Entrig connects to your Supabase project via OAuth. Once authorized, it uses the Supabase Management API to set up what it needs. See Write access below.
What access Entrig requests
During OAuth, Supabase shows you exactly what is being granted:
- Read and Write access to Postgres configurations, SQL snippets, SSL enforcement configurations, and TypeScript schema types
- Read access to project metadata, upgrade status, network restrictions, and network bans
Write access
Used for setup only, never to write to your data:
| When | What |
|---|---|
| On connect | Enables pg_net and supabase_vault, creates the entrig schema, stores a secret key in your vault |
| Per notification | Creates a trigger function on the table and event you configure |
We never write to any of your existing tables.
Read access
Schema: Entrig reads your database schema (tables, columns, and foreign key relationships) to display your data model in the dashboard when you configure notifications.

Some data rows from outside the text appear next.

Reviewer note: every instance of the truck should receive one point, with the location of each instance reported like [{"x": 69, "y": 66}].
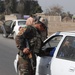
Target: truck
[{"x": 59, "y": 58}]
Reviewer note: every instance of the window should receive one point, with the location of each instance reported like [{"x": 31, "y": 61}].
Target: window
[
  {"x": 21, "y": 22},
  {"x": 8, "y": 23},
  {"x": 51, "y": 44},
  {"x": 67, "y": 49}
]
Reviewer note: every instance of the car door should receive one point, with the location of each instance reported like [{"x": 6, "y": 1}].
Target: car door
[
  {"x": 64, "y": 62},
  {"x": 43, "y": 62},
  {"x": 7, "y": 26}
]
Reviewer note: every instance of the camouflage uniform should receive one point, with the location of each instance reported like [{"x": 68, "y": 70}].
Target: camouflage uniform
[{"x": 34, "y": 38}]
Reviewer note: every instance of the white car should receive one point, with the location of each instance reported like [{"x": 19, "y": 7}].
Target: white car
[
  {"x": 56, "y": 61},
  {"x": 11, "y": 27}
]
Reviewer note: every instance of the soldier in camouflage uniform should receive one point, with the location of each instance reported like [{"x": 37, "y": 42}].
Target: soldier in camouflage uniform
[{"x": 29, "y": 43}]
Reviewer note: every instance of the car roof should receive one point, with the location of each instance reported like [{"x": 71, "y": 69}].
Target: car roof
[{"x": 19, "y": 20}]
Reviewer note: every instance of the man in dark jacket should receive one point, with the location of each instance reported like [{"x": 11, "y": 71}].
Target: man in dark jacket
[{"x": 29, "y": 43}]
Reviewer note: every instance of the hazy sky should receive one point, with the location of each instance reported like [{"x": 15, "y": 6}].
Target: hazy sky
[{"x": 68, "y": 5}]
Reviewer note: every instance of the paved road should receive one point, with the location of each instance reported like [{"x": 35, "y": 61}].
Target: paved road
[{"x": 8, "y": 52}]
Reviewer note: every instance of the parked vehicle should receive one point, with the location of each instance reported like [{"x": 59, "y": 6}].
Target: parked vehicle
[
  {"x": 56, "y": 61},
  {"x": 11, "y": 27}
]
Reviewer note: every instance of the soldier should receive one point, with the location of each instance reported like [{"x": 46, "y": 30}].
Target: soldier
[{"x": 29, "y": 43}]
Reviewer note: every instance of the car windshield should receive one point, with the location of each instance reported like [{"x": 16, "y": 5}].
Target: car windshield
[{"x": 21, "y": 22}]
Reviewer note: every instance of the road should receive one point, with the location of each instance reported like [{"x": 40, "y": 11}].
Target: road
[{"x": 8, "y": 52}]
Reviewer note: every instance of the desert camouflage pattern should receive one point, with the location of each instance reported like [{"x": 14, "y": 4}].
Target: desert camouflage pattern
[{"x": 35, "y": 45}]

Data: The trigger sends the changed row to Entrig as part of the event. If your notification needs additional data beyond that (columns from a related table, or recipients from a relationship table), Entrig queries only those specific columns. Only SELECT queries run, only what you configured is read, and the data is discarded once the notification is sent. Nothing is stored.
A note on database access
Giving a third-party tool access to your database is a significant decision. Here is what we have done on our end:
- The OAuth access token is encrypted and never exposed in logs or responses
- Every query Entrig runs is built internally. There is no way to inject custom SQL through notification configuration or any other input
- All table and column names are validated before use. Values are escaped. Only a known set of operators is permitted
- Queries are restricted to
SELECT. Any other operation is rejected before it reaches your database
How does a database change reach Entrig?
When you create a notification, Entrig creates a PostgreSQL trigger on the table you choose. That trigger fires on the event you select: INSERT, UPDATE, or DELETE.

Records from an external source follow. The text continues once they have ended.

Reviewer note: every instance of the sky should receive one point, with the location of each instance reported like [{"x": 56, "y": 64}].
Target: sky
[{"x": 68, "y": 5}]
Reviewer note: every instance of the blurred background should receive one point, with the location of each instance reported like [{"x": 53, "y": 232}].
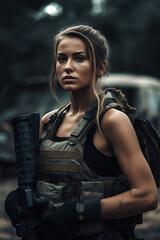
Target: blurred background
[{"x": 27, "y": 29}]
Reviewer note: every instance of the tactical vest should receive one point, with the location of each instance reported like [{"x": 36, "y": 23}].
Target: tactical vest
[{"x": 65, "y": 176}]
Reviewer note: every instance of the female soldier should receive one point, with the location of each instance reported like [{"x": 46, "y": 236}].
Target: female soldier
[{"x": 109, "y": 149}]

Here is what happens in order:
- Your app writes to Supabase
- The trigger fires and writes an event record to the
entrigstaging table pg_netpicks it up and sends an HTTP POST to Entrig’s servers, authenticated using the key stored in your vault- Entrig receives the event and starts processing
This is why pg_net is required. Entrig cannot poll your database, so the database must call Entrig. pg_net is what makes that possible.
How does Entrig know who to notify?
Entrig maps a user in your database to a device token. This works in two parts:
Device token registration
When a user opens your app, the app collects the device token (FCM on Android, APNs on iOS) and sends it to Entrig along with that user’s ID. Entrig stores this mapping.
User ID resolution
When creating a notification, you configure which field on the trigger table contains the user ID, or navigate through a foreign key to reach it. When the trigger fires, Entrig uses that field to look up the registered device tokens for that user.
The user ID used during registration must match the field configured in the notification. If they do not match, Entrig cannot resolve the recipient.
How does Entrig send the notification?
Once Entrig has the event and the recipient’s device tokens, it:
- Evaluates any conditions you configured
- Resolves the message by replacing placeholders with actual data
- Sends via FCM (Android) or APNs (iOS) using credentials you provide
- Logs the delivery result
If delivery fails due to a temporary error, Entrig retries up to 3 times with exponential backoff. If a token is no longer valid, it is marked invalid and removed automatically.